MessageSujet: NARC - Partie I   Mar 11 Oct - 22:08

Une lumière blafarde et bleutée éclaire faiblement la pièce, projetant une ombre affairée sur une pile de métaux, de plastiques et de composites, des amas de papier, de cuir et de carton émergeant de la mer de connectiques, de cartes et de circuits, des câbles étirant leur tentacules sur le sombre sol, remontant le long d'un bureau aux tiroirs surchargés et pleins à craquer, s'étalant sur un enfer de paperasse, canettes, gobelets, une mer de fatras tachée de café et de graisse, des boîtes à pizzas jonchant le sol, des paquets de nouilles agonisantes, répandant leurs derniers morceaux de pâtes desséchées et de légumes lyophilisés, les papiers des burgers trempés de sauce, de ketchup et de fromage fondu s'étalant sur le chaos de détrituts, d'information et glucose.
Trônant tel des rois dans cette anarchie la plus totale, seule lumière dans l'ombre, éclairant ordures, manuels et fax, projetant leur éclat technologique et bleuté sur un visage mal rasé, aux cernes tels des gouffres où s'abîment et se mêlent insomnie et caféine, les traits fatigués et le regard expert, camouflés, protégés de la toxique lueur par des verres teintées, bleutées, boucliers face aux U.Vs, gardien de ses inestimables rétines, un trio de moniteurs transmettent les informations d'un processeur au bord de la surchauffe, l'ordinateur customisé, boosté exposant ses organes tunés, sa coque arrachée pour faciliter la circulation de l'air, une multitude de ventilateurs refroidissant les composants brûlants, un liquide glacé émergeant d'un condensateur de récupération bricolé à la va-vite, ciruclant dans les tuyaux et tâchant d'éviter la fusion de la RAM, de la carte graphique, ou pire : du disque dur, mémoire inestimable.

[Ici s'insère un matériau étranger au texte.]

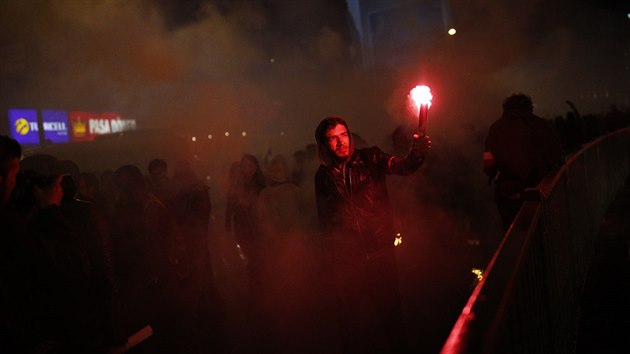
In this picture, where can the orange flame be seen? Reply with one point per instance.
(421, 95)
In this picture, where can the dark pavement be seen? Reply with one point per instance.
(604, 325)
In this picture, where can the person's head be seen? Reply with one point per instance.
(157, 168)
(70, 181)
(88, 185)
(10, 154)
(249, 167)
(278, 170)
(518, 102)
(129, 181)
(250, 172)
(334, 140)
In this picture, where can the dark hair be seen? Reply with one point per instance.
(157, 163)
(518, 102)
(326, 124)
(258, 180)
(129, 180)
(325, 155)
(10, 149)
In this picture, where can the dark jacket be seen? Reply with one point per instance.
(353, 205)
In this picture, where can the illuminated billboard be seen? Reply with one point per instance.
(84, 126)
(23, 126)
(55, 125)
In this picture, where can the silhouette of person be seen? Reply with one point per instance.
(241, 214)
(357, 228)
(520, 150)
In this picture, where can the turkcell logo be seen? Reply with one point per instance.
(23, 125)
(55, 125)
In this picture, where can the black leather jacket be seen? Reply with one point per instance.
(353, 205)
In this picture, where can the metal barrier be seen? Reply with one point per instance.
(529, 297)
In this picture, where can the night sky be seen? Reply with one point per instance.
(282, 65)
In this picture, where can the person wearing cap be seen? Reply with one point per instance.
(520, 150)
(357, 227)
(43, 276)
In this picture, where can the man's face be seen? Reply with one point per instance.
(338, 141)
(7, 184)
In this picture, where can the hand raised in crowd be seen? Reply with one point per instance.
(50, 195)
(420, 146)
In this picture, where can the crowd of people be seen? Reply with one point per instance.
(96, 262)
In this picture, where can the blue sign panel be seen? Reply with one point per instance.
(55, 125)
(23, 126)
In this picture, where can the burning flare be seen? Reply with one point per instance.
(421, 95)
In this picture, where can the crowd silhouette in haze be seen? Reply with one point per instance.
(90, 258)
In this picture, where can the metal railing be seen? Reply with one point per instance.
(529, 297)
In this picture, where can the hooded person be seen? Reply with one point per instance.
(357, 228)
(520, 150)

La main ferme et vive du programmeur s'empare d'un autre gobelet, la porte à ses lèvres, abreuvant sa bouche assoifée et son métabolisme en manque. Noir et corsé, le liquide dévore sa pression artérielle, son métabolisme, mais stimule sa concentration, et surtout sa hâte.

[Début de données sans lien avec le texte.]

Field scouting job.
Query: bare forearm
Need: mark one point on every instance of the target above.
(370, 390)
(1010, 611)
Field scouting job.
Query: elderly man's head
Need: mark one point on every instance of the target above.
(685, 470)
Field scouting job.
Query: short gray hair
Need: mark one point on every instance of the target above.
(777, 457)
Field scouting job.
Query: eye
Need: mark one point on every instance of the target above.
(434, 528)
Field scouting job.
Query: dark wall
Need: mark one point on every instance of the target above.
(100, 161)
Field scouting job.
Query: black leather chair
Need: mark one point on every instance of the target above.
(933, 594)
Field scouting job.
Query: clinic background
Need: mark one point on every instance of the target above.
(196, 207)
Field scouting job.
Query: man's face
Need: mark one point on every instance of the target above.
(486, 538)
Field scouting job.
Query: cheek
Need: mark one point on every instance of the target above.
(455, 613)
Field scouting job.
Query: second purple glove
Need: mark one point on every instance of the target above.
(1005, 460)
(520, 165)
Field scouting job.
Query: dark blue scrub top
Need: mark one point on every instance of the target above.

Une musique aux accents artificiels de synthétiseur fait battre son cœur et son cortex, tranquille mais entêtante, stimulante, une synthwave de qualité, chant des anges pour qui multiplie les écrans, les programmes, les doigts pianotant, virevoltant d'un bout à l'autre du clavier, ouvrant et fermant les fenêtres, lançant les processus, les diagnostics, sans même toucher à sa souris, la danse aguerrie d'un maître informaticien.

Dans le couloir faiblement éclairé avance une silhouette à la stature rectangulaire, massive, un pantalon aux allures de treillis banalisé cachant de solides bottes, lourdes godasses pourtant silencieuses, et discrètes, assourdies par le pas vétéran de leur porteur.

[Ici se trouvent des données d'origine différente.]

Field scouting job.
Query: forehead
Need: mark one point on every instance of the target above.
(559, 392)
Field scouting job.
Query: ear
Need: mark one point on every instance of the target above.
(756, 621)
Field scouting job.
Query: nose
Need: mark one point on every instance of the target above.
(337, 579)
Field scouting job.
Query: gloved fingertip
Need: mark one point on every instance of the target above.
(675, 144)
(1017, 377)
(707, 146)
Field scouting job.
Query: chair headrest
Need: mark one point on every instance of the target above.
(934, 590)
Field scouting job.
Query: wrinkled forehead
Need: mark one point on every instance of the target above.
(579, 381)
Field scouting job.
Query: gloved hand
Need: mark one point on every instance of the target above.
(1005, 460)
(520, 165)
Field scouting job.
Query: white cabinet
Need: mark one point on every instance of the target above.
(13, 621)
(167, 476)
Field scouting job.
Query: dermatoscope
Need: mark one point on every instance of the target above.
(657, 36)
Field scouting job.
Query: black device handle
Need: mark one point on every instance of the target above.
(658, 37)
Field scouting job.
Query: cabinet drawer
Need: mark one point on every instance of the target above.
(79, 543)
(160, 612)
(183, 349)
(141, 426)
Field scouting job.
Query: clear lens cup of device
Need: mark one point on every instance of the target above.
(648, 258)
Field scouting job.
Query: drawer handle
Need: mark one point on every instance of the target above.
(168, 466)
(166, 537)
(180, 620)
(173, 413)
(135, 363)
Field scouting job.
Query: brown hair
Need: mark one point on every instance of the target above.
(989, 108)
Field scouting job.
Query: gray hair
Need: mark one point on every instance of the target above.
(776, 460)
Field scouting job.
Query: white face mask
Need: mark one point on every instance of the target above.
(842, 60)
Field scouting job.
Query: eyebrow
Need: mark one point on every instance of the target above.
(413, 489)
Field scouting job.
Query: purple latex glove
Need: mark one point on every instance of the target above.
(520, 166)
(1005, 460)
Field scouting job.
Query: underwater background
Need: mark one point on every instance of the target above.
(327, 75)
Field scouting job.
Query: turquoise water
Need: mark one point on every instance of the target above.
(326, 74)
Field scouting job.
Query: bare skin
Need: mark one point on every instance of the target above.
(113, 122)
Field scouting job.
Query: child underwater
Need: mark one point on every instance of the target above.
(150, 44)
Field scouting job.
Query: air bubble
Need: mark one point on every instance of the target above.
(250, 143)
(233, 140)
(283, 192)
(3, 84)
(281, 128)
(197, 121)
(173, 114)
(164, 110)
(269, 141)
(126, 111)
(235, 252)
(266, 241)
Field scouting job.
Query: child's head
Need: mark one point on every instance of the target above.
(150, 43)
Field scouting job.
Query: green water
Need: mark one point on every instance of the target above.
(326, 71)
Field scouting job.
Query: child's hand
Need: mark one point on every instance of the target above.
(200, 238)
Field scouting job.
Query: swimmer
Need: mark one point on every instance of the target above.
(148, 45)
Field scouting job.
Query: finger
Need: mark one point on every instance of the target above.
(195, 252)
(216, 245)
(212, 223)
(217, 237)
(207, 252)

Les murs craquelés, le sol sale et les néons blafards donnent au corridor des allures d'abattoir, au mieux de dépottoir.
S'arrêtant devant une porte couverte de tags, l'ombre lève la main, la frappant des phallanges.

« Entre. » Lance une voix en partie couverte par les accents aigus de la musique s'enflammant au moment du refrain, le volume sonore rapidement baissé par le résident.
Ladite porte grince, puis claque.
« Tu pourrais être plus prudent. Ca aurait pu être quelqu'un de mal intentionné. » Répond une seconde, forte, grave, puissante, mais tranquille.
« Je t'ai vu entrer. » Répond l'informaticien sans même se retourner, affairé à lancer sept opérations de décompilation, une attaque en DDOS via une demie-centaines d'ordinateurs zombies, et à mettre une branlée seul à une équipe de six joueurs professionnels sur le dernier jeu de stratégie du moment.
- « Tu vois à travers les murs ? » Ironise le visiteur, appuyé contre le mur.
- « Oui, mes super-pouvoirs incluent entre autres la préscience, la téléportation, l'invocation de bonasses cosplayeuses et le contrôle du fromage de chèvre. T'en as d'autres des questions con ?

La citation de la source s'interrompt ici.